JOHNSON CITY, Tenn. (WJHL) — On Wednesday, the attorney for the Sullivan County woman accused of killing her 15-month-old daughter filed a motion asking the court to let him withdraw as her counsel. On Friday, that motion is set to be heard in Megan Boswell’s case.

Requests for withdrawal

According to defense attorney Don E. Spurrell, there are several reasons a lawyer can request to be removed as counsel, including mandatory and permissive withdrawal.

Spurrell said situations in which mandatory withdrawal would be requested are if a client informs their counsel that they are going to commit a crime, perjure themselves on the witness stand or if the client fires their counsel.

Permissive withdrawal would be requested if the lawyer claims the relationship between counsel and client reaches a point where the lawyer believes communication between the two will impact their ability to provide effective counsel.

The latter is the case in regards to Megan Boswell and her attorney, Brad Sproles. In Sproles’ filed motion, he described the relationship between them as “not salvageable.”

Judges may request additional information in the case of permissive withdrawal, said Spurrell, but he said often if a lawyer is in good standing with the court, the motion will be granted.

The judge will also take into consideration how far along the case has progressed before granting the motion.

“How complicated is the case? How much discovery has been done? How much motion practice has been done? Have witnesses been subpoenaed? Is it set for trial? Yes, those are all considerations that are going to certainly make a judge uneasy about letting counsel out of a case,” Spurrell said.

There are conditions under which a judge may deny the request, such as if the judge believes the defendant is trying to “play with the court,” said Spurrell.

The judge could also decide to grant the motion, but not appoint another attorney. Spurrell said then the current lawyer would be kept on as “elbow counsel” to provide advice if the defendant were to ask for it. However, Spurrell said judges are often reluctant to go that course.

Moving forward if the motion granted

Spurrell said it is not unusual for new attorneys to step into cases, whether due to a defendant’s request or a motion to withdraw. At that time, the attorney will need to get up to speed with the case. Catching up can include reviewing transcripts, the previous lawyer’s notes and potential recordings.

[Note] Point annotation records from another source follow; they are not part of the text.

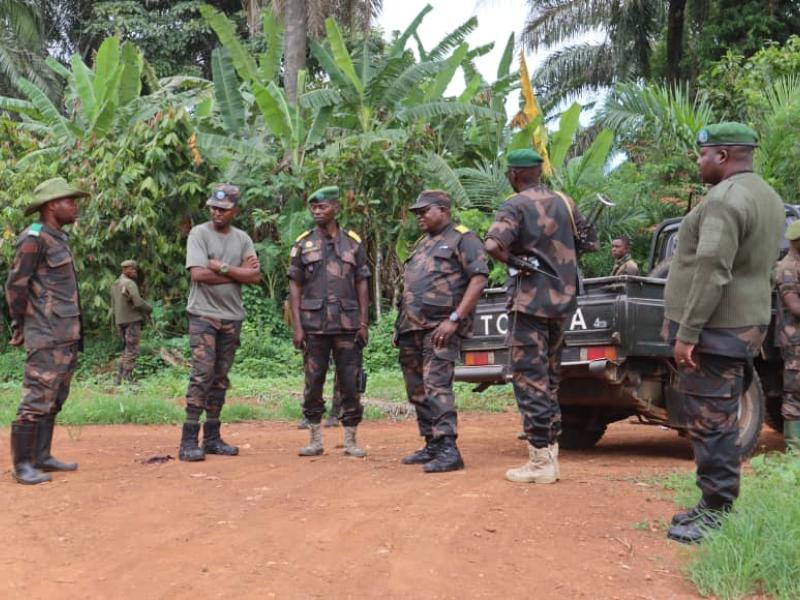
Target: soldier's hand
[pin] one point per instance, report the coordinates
(443, 332)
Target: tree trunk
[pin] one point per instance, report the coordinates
(295, 39)
(675, 23)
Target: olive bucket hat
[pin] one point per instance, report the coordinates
(53, 189)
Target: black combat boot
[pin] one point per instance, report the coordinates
(423, 455)
(44, 440)
(213, 443)
(447, 458)
(22, 444)
(189, 450)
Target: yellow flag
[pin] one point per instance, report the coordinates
(532, 111)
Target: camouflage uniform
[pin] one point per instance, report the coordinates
(435, 277)
(625, 266)
(42, 296)
(535, 223)
(787, 334)
(327, 269)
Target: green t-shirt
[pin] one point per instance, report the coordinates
(223, 301)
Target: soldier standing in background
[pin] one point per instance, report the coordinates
(537, 228)
(43, 301)
(129, 312)
(787, 335)
(329, 299)
(220, 259)
(442, 282)
(717, 309)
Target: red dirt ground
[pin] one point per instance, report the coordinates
(269, 524)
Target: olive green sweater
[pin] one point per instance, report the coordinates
(721, 274)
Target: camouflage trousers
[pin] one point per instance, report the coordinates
(347, 359)
(45, 387)
(535, 350)
(428, 373)
(131, 334)
(711, 399)
(790, 409)
(213, 343)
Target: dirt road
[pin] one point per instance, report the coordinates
(269, 524)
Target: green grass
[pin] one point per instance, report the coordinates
(757, 549)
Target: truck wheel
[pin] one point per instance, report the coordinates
(751, 417)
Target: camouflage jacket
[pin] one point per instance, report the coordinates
(787, 279)
(535, 224)
(328, 269)
(42, 289)
(435, 277)
(625, 266)
(126, 302)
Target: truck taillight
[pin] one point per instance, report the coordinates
(599, 353)
(478, 359)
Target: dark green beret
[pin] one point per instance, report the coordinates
(523, 158)
(727, 134)
(325, 194)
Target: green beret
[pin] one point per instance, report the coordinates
(727, 134)
(793, 231)
(53, 189)
(324, 194)
(523, 158)
(431, 197)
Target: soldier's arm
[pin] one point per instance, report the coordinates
(19, 277)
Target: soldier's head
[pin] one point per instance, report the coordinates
(223, 205)
(324, 205)
(725, 149)
(524, 168)
(432, 210)
(129, 268)
(55, 199)
(620, 247)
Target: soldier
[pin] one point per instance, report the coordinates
(329, 298)
(442, 282)
(623, 263)
(220, 259)
(787, 335)
(129, 312)
(43, 302)
(717, 309)
(535, 233)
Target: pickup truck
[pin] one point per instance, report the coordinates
(614, 363)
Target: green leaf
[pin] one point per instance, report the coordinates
(341, 55)
(226, 90)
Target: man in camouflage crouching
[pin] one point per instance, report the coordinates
(220, 259)
(42, 297)
(442, 282)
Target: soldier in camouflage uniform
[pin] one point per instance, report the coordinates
(717, 306)
(220, 259)
(329, 299)
(129, 312)
(539, 225)
(43, 302)
(787, 335)
(623, 263)
(442, 282)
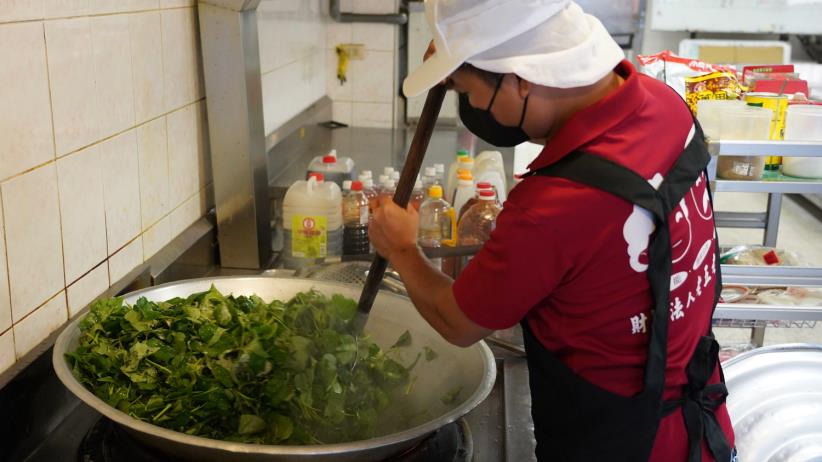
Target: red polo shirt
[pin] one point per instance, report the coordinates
(572, 259)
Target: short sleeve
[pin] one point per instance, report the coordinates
(518, 267)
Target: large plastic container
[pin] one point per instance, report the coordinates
(803, 123)
(744, 123)
(437, 222)
(488, 168)
(312, 220)
(334, 169)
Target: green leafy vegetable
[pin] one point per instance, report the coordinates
(241, 369)
(452, 396)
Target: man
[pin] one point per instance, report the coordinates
(606, 253)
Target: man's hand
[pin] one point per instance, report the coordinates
(393, 229)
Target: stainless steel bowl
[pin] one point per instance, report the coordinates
(472, 368)
(775, 403)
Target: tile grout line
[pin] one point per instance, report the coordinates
(92, 15)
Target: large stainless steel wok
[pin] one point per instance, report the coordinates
(472, 368)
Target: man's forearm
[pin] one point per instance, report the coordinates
(431, 292)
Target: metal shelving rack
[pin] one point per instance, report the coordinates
(758, 317)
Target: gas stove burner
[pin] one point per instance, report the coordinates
(108, 442)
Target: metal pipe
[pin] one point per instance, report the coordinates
(339, 16)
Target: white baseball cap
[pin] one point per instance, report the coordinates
(546, 42)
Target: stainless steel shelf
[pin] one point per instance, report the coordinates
(780, 276)
(769, 186)
(765, 148)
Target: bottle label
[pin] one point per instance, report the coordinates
(363, 215)
(309, 236)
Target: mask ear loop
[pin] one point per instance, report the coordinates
(496, 91)
(524, 107)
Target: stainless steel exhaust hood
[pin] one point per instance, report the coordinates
(231, 62)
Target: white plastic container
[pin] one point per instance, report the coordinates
(488, 167)
(803, 123)
(334, 169)
(743, 123)
(312, 220)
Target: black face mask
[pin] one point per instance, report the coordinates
(483, 124)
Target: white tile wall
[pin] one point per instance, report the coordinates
(87, 288)
(367, 98)
(39, 324)
(6, 350)
(66, 8)
(113, 76)
(25, 132)
(5, 303)
(147, 64)
(292, 37)
(82, 211)
(152, 147)
(121, 189)
(31, 213)
(20, 10)
(181, 57)
(73, 94)
(84, 155)
(156, 237)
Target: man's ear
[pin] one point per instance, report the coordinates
(524, 87)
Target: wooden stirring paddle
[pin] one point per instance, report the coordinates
(413, 162)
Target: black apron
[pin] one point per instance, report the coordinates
(574, 420)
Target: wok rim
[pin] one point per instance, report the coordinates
(68, 379)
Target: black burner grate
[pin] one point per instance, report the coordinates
(108, 442)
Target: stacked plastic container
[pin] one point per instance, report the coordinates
(312, 219)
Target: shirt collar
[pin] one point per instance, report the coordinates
(591, 122)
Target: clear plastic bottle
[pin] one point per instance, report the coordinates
(440, 169)
(464, 191)
(417, 195)
(437, 224)
(355, 221)
(372, 196)
(479, 221)
(481, 186)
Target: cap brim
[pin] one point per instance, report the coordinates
(432, 71)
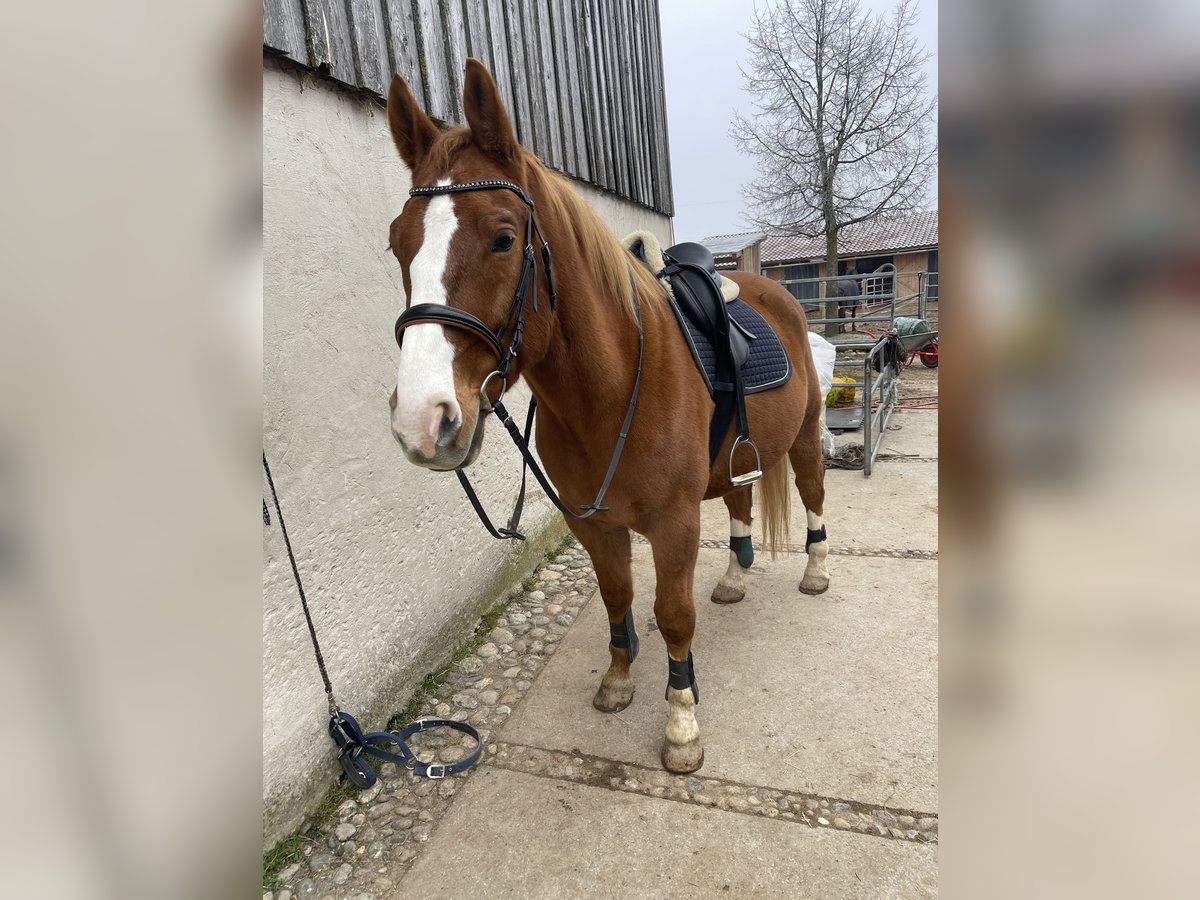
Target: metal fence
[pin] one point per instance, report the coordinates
(863, 354)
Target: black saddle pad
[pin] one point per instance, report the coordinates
(767, 366)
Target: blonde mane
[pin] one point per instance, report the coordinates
(603, 252)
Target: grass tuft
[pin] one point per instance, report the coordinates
(291, 850)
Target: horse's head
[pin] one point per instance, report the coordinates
(462, 251)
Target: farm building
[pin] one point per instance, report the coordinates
(395, 564)
(909, 243)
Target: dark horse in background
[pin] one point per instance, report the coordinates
(463, 251)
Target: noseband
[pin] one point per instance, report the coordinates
(527, 286)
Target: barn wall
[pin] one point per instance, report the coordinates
(583, 78)
(396, 567)
(909, 268)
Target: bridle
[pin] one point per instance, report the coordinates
(527, 287)
(514, 327)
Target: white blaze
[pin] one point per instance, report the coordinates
(426, 359)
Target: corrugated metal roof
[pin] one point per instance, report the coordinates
(916, 231)
(726, 244)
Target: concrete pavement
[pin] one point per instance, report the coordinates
(819, 714)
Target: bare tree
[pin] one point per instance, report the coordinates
(841, 129)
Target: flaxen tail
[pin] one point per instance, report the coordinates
(775, 507)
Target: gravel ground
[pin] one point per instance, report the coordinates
(376, 835)
(365, 851)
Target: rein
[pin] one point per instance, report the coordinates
(449, 316)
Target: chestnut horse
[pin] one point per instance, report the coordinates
(462, 249)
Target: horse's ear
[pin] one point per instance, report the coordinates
(490, 124)
(412, 130)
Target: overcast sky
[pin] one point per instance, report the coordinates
(702, 46)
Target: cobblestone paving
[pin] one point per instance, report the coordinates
(367, 849)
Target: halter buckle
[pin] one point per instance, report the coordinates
(748, 478)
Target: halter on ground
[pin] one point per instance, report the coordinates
(527, 286)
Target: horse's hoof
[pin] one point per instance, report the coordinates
(682, 759)
(815, 585)
(726, 594)
(613, 699)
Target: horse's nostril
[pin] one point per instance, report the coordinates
(449, 426)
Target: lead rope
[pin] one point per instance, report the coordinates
(343, 727)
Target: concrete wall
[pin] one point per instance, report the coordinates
(395, 563)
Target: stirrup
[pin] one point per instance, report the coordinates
(748, 478)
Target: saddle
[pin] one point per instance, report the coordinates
(691, 273)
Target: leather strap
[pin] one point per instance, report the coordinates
(531, 462)
(623, 636)
(743, 547)
(682, 676)
(814, 538)
(451, 316)
(353, 743)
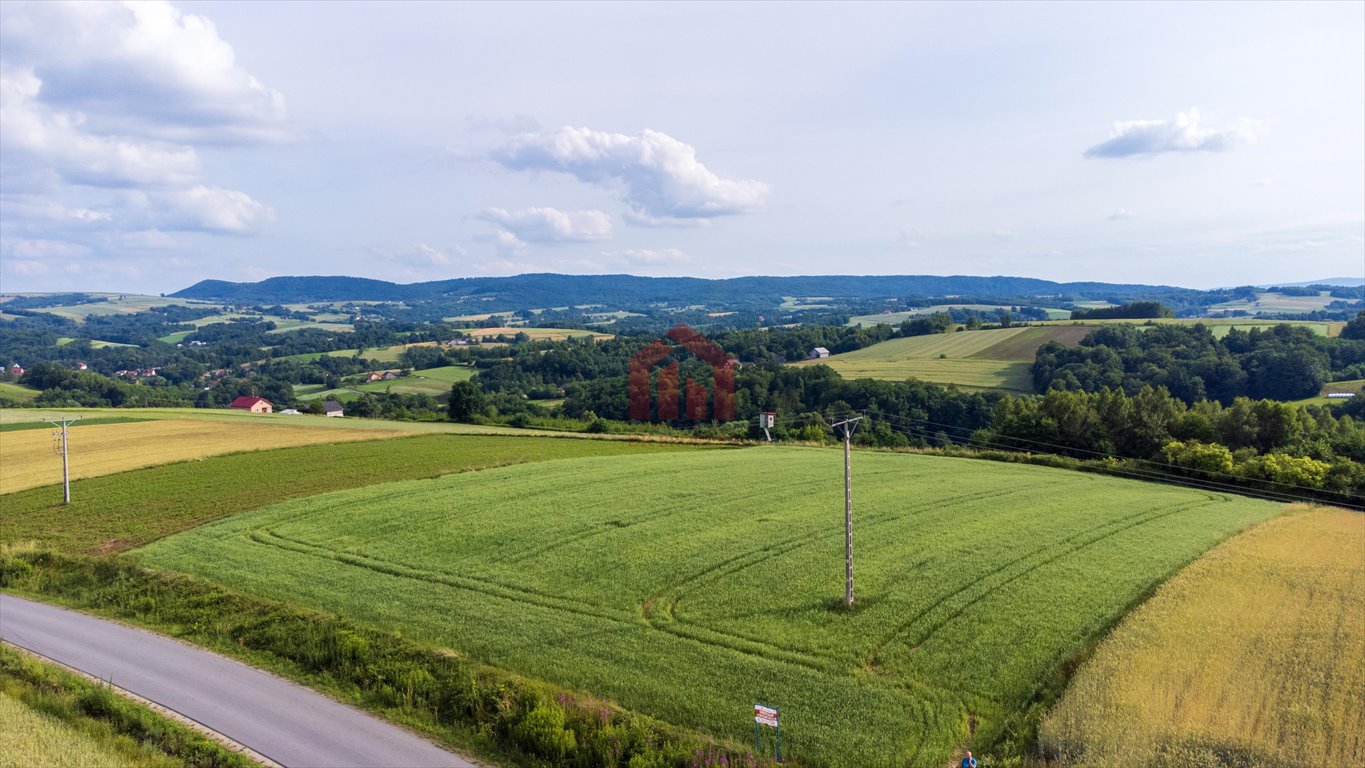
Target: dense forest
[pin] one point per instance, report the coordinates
(1279, 363)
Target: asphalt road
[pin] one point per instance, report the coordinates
(284, 722)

It is unlikely hearings would be repeated, and often deadlines for motions and discovery will have passed. Although, the new counsel may request leeway to file motions if they feel prior counsel did not raise important issues.

“As far as redo, just to be a redo, no,” said Spurrell. “You don’t get to redo because you’re going to have a transcript of everything that happened and courts rely on transcripts of testimony.”

Sproles requested to stay on the case temporarily in a pro bono status in order to help Boswell’s new attorney with the transfer and organization of case materials.

The most likely reason a trial would be delayed for a change of counsel, in this case, would be due to a new lawyer’s availability.

“The only problem is that most experienced attorneys who are going to be appointed to represent this woman will have a busy schedule already,” said Spurrell. “So we’ve got limit, we’re like judges, to some extent, they’re looking for trial dates, and so are we.”

In September, Judge Jim Goodwin denied Boswell’s request for new counsel.

Boswell is facing felony murder and other charges related to the death of her daughter Evelyn Boswell, whose remains were found on a family member’s property in March 2020.

A hearing is scheduled for Friday, October 21 in Sullivan County Criminal Court to consider Sproles’ motion.